Harrisburg officials plan to march on Friday morning to the state Capitol, as the city faces two stark choices—fiscal freedom or renewed crisis.
In an interview late last night, Mayor Eric Papenfuse said officials from his administration, police officers and firefighters will walk from city hall to the Capitol in a last-ditch effort to convince House Speaker Mike Turzai to back a measure that would free the city from Act 47, the state’s program for fiscally distressed cities.
The state legislature is on the brink of passing a 2018-19 budget, which may include an amendment that would allow Harrisburg to exit Act 47 by granting the city the ability to retain increases to both its local services tax (LST) and earned income tax (EST).
“We have made incredible inroads,” Papenfuse said. “We have an amendment to the fiscal code that will allow the city to keep its taxing authority and exit Act 47.”
Papenfuse said he believes that majorities in both the House and Senate, as well as Gov. Tom Wolf, back the amendment.

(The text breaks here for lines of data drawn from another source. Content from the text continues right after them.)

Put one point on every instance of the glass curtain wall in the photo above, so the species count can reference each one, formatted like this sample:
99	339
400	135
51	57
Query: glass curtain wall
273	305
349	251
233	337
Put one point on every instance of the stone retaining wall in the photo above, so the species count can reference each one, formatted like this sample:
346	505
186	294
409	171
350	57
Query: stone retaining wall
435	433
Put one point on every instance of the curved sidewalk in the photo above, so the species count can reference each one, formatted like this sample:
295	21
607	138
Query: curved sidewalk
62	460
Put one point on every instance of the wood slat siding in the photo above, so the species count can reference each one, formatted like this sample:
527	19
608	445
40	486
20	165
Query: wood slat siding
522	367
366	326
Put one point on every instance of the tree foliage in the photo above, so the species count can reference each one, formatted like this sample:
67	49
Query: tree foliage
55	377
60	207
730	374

However, one critical House member is opposed—Turzai.
If the amendment fails, the city likely will be plunged back into state receivership, Papenfuse said.
That’s because the city’s Act 47 status ends in September and, with it, the city’s extra taxing authority, which accounts for about $14 million of its $72 million budget.
The city could stay in Act 47 for three more years, but that would require another financial plan, likely without the extra taxing authority, Papenfuse said. Because the city would never raise property taxes enough to cover the budget shortfall, it almost certainly would wind up back in state receivership, he said.
“Ultimately, it brings us right back to square one,” he said. “All the gains we made would be wiped out.”
Last week, Turzai released a statement announcing his opposition to the amendment, stating that Harrisburg should remain in Act 47.
“If Harrisburg officials want to get out of Act 47, they should give up the increased earned income tax on residents and the doubling of the local services tax (LST),” Turzai said. “Further, while in Act 47, the city needs to make changes working with the private sector, not against it.”
As part of its financial recovery plan, the state allowed the city to double its EIT to 2 percent and triple its LST to $156 a year.
In his statement, Turzai said that he believes that city has not done all it can to put its fiscal house in order.
“While Harrisburg officials claim to have taken steps to address the city’s legacy costs, they have not truly begun to undertake the needed reforms to get the city back onto steady financial footing,” he said. “Allowing the city to maintain the increased taxes allowed under Act 47 without the oversight to rein in its spending would only seek to encourage the city to continue the spending habits that got them into Act 47 protection in the first place.”
Papenfuse said that, on Thursday afternoon, he met briefly with Turzai, but made little progress in convincing him that the city has cut expenses “to the bone” and, having sold off its incinerator and leased out its parking system, had no other major assets that it could monetize. The meeting, he said, ended acrimoniously, leading to the plan to march to the Capitol building on Friday morning.
“The danger is that, if [Turzai] is successful, he’s made things even worse for us,” Papenfuse said. “If he’s successful, we’re back in receivership.”
By marching, Papenfuse hopes to show legislators the city employees, especially the emergency workers, who help ensure the security of the state government every day. These workers must believe they have stable jobs if they’re going to remain with the city, he said.
“Fire and police have agreed to walk with me to the speaker’s office because we simply can’t cut public safety,” he said.